Se construire une identité

Les individus construisent des « formes identitaires ». Elles ne dépendent pas seulement de leur passé ou de leur origine sociale. Elles résultent aussi d'expériences vécues au travail ou en situation de formation.

Sciences Humaines : Dans vos travaux, vous mettez en évidence une pluralité de « formes identitaires » construites par les individus dans leur activité de travail, en réponse aux politiques de leur entreprise. Quel rôle joue la formation dans ces constructions/reconstructions d'identités professionnelles ? Quels sont les processus sociaux mis en jeu ?

Claude Dubar : Au cours d'une recherche collective, à la fin des années 80, dans des grandes entreprises en « modernisation » intensive, nous avons recueilli, mes collègues et moi, des entretiens approfondis de salariés de catégories diverses confrontés à cette modernisation et sollicités pour suivre des formations de toute sorte. Leurs réactions et leurs pratiques de formation étaient très différenciées, y compris au sein des mêmes collectifs de travail. Pour les comprendre, nous avons dû croiser plusieurs dimensions (rapports au travail, à l'avenir, à la formation, à l'entreprise...) et construire une typologie à partir d'une mise en cohérence de ces divers aspects de leur vie de travail. Ce sont les résultats de cette typologie que j'ai appelés « formes identitaires » parce qu'il s'agissait bien de manières de se définir, de s'identifier face aux autres, dans le champ professionnel.

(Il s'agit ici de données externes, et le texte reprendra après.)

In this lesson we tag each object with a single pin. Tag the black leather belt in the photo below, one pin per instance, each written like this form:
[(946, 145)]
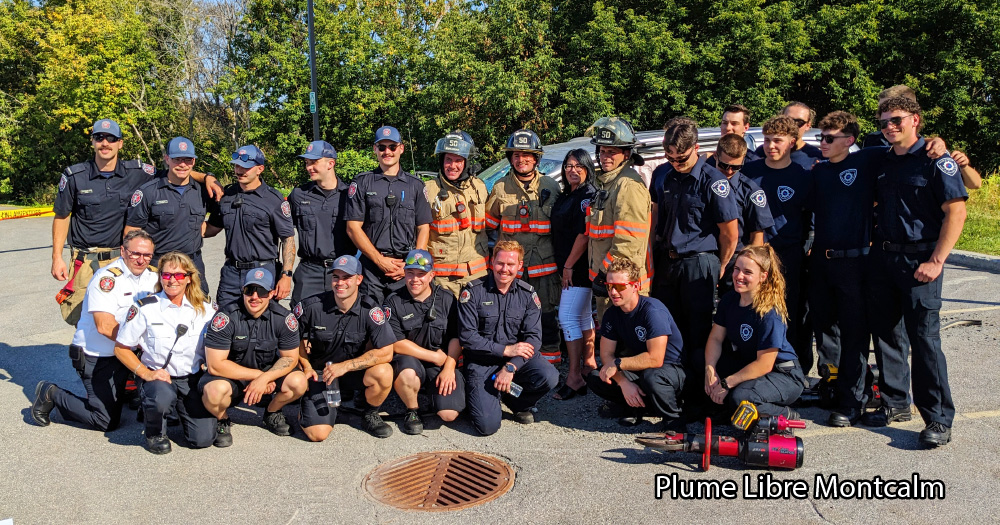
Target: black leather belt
[(844, 254), (916, 247), (241, 265)]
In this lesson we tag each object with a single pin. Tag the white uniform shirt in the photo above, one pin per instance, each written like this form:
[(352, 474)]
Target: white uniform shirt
[(154, 324), (112, 290)]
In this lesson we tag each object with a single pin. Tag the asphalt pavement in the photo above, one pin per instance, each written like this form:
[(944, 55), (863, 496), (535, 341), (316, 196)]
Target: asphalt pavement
[(571, 466)]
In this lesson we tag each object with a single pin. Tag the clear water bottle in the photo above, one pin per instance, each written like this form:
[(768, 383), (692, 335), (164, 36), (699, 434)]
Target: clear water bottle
[(332, 392), (515, 389)]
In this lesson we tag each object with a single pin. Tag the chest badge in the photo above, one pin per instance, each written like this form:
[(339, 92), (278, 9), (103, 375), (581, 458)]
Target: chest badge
[(785, 193), (848, 176)]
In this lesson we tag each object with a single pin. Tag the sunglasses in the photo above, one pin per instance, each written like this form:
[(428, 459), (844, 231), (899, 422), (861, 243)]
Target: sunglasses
[(725, 166), (830, 138), (620, 287), (101, 137), (255, 289), (895, 121)]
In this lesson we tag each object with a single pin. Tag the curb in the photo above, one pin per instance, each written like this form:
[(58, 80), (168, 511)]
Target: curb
[(977, 261)]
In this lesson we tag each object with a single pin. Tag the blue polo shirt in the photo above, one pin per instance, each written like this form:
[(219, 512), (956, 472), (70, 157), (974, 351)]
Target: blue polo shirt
[(910, 192), (692, 205), (649, 319), (788, 195)]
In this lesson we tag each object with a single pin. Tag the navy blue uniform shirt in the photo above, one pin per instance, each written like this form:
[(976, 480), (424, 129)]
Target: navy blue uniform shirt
[(648, 320), (755, 214), (910, 193), (788, 196), (390, 209), (319, 217), (253, 342), (337, 336), (750, 333), (255, 221), (489, 320), (412, 319), (173, 219), (98, 204), (692, 205), (843, 199), (569, 219)]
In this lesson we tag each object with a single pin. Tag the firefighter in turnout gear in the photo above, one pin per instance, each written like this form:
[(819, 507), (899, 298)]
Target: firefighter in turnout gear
[(458, 207), (520, 205)]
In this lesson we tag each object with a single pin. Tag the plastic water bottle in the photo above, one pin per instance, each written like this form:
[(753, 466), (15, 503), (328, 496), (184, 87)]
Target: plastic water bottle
[(515, 389), (332, 392)]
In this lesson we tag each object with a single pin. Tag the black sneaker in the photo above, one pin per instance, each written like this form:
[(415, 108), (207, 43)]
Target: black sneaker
[(43, 404), (374, 425), (158, 444), (223, 433), (275, 422), (935, 435), (412, 424), (884, 415)]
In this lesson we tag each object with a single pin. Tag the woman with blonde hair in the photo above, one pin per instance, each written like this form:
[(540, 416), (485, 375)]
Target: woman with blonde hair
[(758, 364)]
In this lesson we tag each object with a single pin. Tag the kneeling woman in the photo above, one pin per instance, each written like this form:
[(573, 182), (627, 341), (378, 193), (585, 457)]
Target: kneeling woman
[(748, 356), (170, 326)]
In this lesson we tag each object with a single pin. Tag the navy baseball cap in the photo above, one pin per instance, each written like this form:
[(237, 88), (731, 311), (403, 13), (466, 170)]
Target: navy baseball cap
[(248, 157), (347, 264), (106, 125), (319, 149), (260, 276), (181, 148), (388, 133), (419, 259)]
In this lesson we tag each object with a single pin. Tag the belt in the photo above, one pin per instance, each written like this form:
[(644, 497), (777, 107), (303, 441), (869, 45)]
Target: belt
[(844, 254), (101, 254), (916, 247), (241, 265)]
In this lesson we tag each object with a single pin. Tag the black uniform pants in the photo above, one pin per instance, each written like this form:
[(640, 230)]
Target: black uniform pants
[(310, 278), (159, 397), (662, 387), (772, 392), (104, 380), (896, 295), (687, 288), (799, 332), (838, 303), (537, 377), (231, 281)]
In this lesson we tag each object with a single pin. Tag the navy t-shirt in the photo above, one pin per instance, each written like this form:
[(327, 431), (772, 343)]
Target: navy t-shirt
[(649, 319), (750, 333)]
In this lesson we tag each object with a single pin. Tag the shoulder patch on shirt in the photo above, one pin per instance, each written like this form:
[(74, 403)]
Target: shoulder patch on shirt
[(107, 283), (848, 176), (785, 193), (721, 188), (948, 166), (220, 321)]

Ce travail compréhensif m'a permis de mieux comprendre ce dont il s'agissait en matière de formations que les directions d'entreprise présentaient comme « innovantes ». Il s'agissait de convertir les salariés à une conception « managériale » de leur entreprise, de leur travail, de leur avenir. Seule une petite fraction des salariés adhérait, sous des modalités diverses, à cette identité d'entreprise que des formations tentaient de leur faire partager. D'autres tentaient de résister et de défendre une identité catégorielle forgée à partir de leur formation initiale et de leur spécialité professionnelle, vécue comme un métier. D'autres se montraient très critiques à l'égard de ces initiatives de rationalisation (du travail, de l'emploi, de la formation...) et développaient un discours individualiste fondé sur un projet personnel enraciné dans une identité de réseau. D'autres enfin n'étaient pas allés en formation, se sentaient exclus de ces innovations, stigmatisés comme non-compétents et craignaient de perdre leur emploi et d'être enfermés dans une « identité de hors travail ».